Monday Open: $1,764.50
Weekly High: $1,782.50
Weekly Low: $1,739.00
Friday Close: $1,774.70
Gold stayed in a pretty neutral trading range this week with a slight dip occurring in the middle of the week. Some investors expected gold to break the $1,800 bubble this week, but it didn’t happen; instead, gold experienced some trade offs and a reaction to the European financial dilemma in Spain.

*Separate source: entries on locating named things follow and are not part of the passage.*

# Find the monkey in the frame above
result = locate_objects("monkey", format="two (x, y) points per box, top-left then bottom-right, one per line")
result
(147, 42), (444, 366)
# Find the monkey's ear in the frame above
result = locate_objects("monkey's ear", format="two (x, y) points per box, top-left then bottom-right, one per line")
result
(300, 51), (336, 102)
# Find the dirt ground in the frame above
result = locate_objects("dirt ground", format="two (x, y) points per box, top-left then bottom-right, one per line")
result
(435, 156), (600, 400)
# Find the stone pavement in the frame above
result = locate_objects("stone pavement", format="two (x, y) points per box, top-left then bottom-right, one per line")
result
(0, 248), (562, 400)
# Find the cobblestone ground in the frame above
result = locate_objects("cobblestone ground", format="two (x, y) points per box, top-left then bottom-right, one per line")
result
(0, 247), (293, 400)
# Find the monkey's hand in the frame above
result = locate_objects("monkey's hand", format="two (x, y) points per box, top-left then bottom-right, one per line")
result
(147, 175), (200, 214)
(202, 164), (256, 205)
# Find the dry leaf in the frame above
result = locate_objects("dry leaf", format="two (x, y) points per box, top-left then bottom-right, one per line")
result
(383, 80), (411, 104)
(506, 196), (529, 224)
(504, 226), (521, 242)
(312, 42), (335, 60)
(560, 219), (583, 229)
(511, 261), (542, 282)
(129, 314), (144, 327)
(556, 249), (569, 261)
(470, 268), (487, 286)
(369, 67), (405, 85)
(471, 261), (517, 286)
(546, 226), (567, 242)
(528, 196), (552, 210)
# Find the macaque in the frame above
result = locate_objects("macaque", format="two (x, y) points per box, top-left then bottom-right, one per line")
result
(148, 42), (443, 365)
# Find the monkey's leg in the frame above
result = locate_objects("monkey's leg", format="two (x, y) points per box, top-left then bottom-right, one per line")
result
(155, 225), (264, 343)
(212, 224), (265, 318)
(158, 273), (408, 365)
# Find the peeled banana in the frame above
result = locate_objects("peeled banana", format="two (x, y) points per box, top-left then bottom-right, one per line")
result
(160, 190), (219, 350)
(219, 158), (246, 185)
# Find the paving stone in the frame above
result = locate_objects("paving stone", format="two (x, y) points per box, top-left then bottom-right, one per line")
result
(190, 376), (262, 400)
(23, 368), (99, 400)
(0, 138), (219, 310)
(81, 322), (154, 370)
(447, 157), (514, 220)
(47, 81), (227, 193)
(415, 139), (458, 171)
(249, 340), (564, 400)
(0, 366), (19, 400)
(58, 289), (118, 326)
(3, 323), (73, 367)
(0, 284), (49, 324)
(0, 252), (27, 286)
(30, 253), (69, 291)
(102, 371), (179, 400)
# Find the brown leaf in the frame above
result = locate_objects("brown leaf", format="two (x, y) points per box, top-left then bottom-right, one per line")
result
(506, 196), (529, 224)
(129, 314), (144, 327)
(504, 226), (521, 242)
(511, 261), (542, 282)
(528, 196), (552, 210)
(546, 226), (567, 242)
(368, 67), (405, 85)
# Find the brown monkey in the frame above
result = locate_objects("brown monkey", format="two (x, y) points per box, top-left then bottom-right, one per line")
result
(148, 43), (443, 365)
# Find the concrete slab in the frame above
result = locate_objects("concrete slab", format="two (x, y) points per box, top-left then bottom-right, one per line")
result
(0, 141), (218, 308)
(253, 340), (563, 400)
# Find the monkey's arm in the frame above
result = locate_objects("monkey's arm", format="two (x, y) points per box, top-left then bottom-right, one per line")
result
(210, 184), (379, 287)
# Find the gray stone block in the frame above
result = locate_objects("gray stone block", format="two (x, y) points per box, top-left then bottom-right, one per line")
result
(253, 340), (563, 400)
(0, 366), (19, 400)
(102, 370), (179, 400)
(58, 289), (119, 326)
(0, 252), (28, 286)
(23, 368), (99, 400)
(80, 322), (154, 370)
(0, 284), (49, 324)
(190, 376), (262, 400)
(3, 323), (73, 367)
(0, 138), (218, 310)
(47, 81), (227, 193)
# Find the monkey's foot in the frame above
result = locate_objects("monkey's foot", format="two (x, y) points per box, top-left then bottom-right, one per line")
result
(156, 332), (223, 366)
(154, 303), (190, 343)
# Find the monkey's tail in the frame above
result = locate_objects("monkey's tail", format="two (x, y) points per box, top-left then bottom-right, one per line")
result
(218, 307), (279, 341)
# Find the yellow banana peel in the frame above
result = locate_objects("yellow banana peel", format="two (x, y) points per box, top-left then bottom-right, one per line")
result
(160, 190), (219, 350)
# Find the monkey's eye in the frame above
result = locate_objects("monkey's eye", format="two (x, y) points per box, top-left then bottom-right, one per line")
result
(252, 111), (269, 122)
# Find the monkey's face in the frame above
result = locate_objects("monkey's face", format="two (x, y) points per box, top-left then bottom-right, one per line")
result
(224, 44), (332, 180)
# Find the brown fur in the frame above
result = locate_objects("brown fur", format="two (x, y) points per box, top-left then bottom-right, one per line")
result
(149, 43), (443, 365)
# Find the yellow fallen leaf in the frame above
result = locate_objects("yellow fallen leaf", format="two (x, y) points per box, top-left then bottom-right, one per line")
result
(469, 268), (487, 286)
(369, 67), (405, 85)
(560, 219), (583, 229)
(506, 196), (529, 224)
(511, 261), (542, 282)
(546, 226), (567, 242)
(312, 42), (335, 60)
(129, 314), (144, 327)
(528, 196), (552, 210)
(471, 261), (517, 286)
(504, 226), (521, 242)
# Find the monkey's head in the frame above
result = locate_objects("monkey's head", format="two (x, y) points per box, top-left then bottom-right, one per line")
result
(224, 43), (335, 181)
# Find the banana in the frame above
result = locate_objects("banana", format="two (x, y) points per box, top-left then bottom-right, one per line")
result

Monday opened slightly lower after investors started taking profits over the weekend in response to news of lower crude oil and grain prices. Tuesday saw gold holding strong despite positive U.S. economic data, most likely because of the breakthrough news a couple of weeks ago that the Federal Reserve would be implementing some new fiscal policies that would inevitably boost inflation, and therefore a safe haven in gold. So, even with slight bursts of good news for the dollar, employment or the housing market, gold has the Federal Reserve’s policies to lean on for growth.
The dip that occurred on Wednesday was a risk-off move by traders responding to protests in Spain and Greece against the countries’ austerity measures, a sign that the European debt crisis is once again on the world economy’s radar. There are some worries that the European Union may back down from some of the policies reached during the summer.
Yet, Thursday took a U-turn upwards when Spain announced a new program of spending cuts and tax increases, indicating they may want to borrow money from neighboring economies. For a long time, speculators have been waiting for Spain to ask for bailout money from the European Central Bank, and some see this is a positive sign. This pushed gold up $26.80.
Additionally, China is not necessarily thriving, and many hope that China will embark on economic measures to boost its economy. The bottom line is that no powerhouse world economy has a strong currency right now, and this is the number one reason why gold is reaching the heights that it is.
“If you put together stimulus on three continents … that’s a good inflationary outlook,” George Gero, of RBC Global Futures, said.
Finally, gold ended the week a little lower due not to external forces, but to a wrapping up of the week and the third trading quarter. Investors took their gains from a lucrative quarter, which experienced a tremendous growth of 11% in the July through September period. This was the yellow metal’s biggest quarterly gain in two years, largely fueled by Fed policies.